Effect of Social Media Botnets and their Detection Techniques
Author(s) -
Amit Jain,
Anand Kumar Shukla,
Raju Kumar
Publication year - 2020
Publication title -
international journal of innovative technology and exploring engineering
Language(s) - English
Resource type - Journals
ISSN - 2278-3075
DOI - 10.35940/ijitee.f3720.049620
Subject(s) - botnet , social media , computer science , computer security , internet privacy , steganography , social network (sociolinguistics) , hash function , world wide web , artificial intelligence , the internet , image (mathematics)

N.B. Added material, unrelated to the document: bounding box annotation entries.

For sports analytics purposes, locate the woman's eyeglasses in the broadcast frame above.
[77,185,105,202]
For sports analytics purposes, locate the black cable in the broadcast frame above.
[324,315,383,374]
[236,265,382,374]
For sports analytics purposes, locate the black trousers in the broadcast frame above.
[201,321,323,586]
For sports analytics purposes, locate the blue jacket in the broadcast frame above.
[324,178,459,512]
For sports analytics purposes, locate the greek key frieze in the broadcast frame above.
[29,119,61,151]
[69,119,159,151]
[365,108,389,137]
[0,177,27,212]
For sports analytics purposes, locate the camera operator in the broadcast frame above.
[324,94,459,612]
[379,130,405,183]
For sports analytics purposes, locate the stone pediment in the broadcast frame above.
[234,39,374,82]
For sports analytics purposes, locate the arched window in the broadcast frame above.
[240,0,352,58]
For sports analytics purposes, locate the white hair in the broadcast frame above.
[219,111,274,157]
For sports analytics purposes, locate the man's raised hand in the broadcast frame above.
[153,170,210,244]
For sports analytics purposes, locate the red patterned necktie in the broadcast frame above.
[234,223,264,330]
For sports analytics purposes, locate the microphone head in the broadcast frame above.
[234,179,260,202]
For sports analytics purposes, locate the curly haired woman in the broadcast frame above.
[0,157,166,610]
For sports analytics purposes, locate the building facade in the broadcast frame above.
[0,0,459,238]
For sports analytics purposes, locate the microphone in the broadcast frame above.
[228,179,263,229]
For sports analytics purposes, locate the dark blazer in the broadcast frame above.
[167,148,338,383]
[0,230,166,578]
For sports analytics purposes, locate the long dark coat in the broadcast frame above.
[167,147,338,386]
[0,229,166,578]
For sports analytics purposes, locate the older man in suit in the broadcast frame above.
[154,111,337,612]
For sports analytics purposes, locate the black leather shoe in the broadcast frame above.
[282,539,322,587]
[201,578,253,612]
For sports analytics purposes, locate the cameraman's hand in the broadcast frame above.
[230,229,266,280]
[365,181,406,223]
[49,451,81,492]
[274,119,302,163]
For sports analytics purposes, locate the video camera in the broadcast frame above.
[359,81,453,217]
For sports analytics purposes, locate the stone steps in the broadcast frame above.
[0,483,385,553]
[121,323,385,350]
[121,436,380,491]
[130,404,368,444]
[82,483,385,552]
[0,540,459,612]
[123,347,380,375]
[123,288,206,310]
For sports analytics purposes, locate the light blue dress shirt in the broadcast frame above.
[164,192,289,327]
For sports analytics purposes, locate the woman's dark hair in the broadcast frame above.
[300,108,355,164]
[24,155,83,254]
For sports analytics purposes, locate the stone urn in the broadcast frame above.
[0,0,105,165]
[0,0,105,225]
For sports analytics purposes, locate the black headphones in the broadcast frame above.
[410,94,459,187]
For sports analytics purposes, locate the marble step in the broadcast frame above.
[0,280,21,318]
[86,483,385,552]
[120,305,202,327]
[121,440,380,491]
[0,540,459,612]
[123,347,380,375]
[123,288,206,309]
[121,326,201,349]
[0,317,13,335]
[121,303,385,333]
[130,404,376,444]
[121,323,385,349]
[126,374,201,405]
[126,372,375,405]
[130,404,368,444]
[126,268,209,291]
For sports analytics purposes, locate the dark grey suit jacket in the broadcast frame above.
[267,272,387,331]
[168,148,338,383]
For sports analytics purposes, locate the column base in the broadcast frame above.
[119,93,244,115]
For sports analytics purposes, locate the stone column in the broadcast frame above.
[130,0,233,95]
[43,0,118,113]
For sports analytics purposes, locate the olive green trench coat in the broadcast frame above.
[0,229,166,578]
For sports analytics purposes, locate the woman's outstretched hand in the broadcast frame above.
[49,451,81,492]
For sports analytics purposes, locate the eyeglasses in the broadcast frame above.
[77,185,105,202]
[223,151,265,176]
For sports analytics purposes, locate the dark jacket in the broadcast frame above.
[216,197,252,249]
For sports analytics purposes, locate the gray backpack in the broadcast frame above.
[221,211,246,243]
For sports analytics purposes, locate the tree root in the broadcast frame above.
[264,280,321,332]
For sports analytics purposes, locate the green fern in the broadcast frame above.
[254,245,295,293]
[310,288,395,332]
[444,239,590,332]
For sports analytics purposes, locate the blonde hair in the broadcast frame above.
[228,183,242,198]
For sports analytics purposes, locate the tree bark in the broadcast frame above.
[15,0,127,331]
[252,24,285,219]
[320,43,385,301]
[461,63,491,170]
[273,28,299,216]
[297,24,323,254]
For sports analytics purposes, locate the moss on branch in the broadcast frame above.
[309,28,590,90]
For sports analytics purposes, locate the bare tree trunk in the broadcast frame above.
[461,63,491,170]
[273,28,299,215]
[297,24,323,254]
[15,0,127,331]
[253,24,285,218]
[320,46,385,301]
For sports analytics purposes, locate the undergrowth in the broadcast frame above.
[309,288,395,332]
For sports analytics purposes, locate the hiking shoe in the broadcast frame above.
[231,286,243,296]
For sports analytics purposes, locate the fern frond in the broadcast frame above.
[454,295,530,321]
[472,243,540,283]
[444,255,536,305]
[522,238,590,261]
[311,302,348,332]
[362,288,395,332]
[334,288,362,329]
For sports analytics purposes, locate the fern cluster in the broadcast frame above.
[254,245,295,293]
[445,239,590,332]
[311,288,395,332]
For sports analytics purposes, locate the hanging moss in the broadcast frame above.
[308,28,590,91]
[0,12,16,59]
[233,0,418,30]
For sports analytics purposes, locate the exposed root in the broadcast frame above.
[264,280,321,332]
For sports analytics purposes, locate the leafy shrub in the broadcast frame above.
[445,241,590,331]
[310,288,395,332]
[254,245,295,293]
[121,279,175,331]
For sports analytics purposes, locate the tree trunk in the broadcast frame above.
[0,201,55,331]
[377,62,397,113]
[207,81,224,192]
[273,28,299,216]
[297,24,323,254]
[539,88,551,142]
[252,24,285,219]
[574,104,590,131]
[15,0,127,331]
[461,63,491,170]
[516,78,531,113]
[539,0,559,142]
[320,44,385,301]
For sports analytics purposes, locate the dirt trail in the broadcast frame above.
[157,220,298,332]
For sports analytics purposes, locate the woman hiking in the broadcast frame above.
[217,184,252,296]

The Online Social Network (ONS) or Social Media have become most popular platform for millions of users for their activities and at the same time it has become favorite place for cyber criminals for their illegal activities, generally known as social botnets, which uses different techniques to spread their information on social media like facebook, twitter, renren, linkedin etc. Several researchers have tried to detect several social botnets with different detection techniques. To avoid the detection, social botnets are now using advanced command & control (C&C) communication channels like hash tags, fraud click, friend requests, images, videos etc. Image Steganography techniques are now widely being used to carry out attacks. In this paper, the primary discussion is related to effects of social media botnets along with the different techniques for botnet detection. It also, explores the use of machine learning mechanism, thereby detecting the intrusions in stegano images. Thus, an effort has been made to localize the factors that have a major role in social intervention as a whole.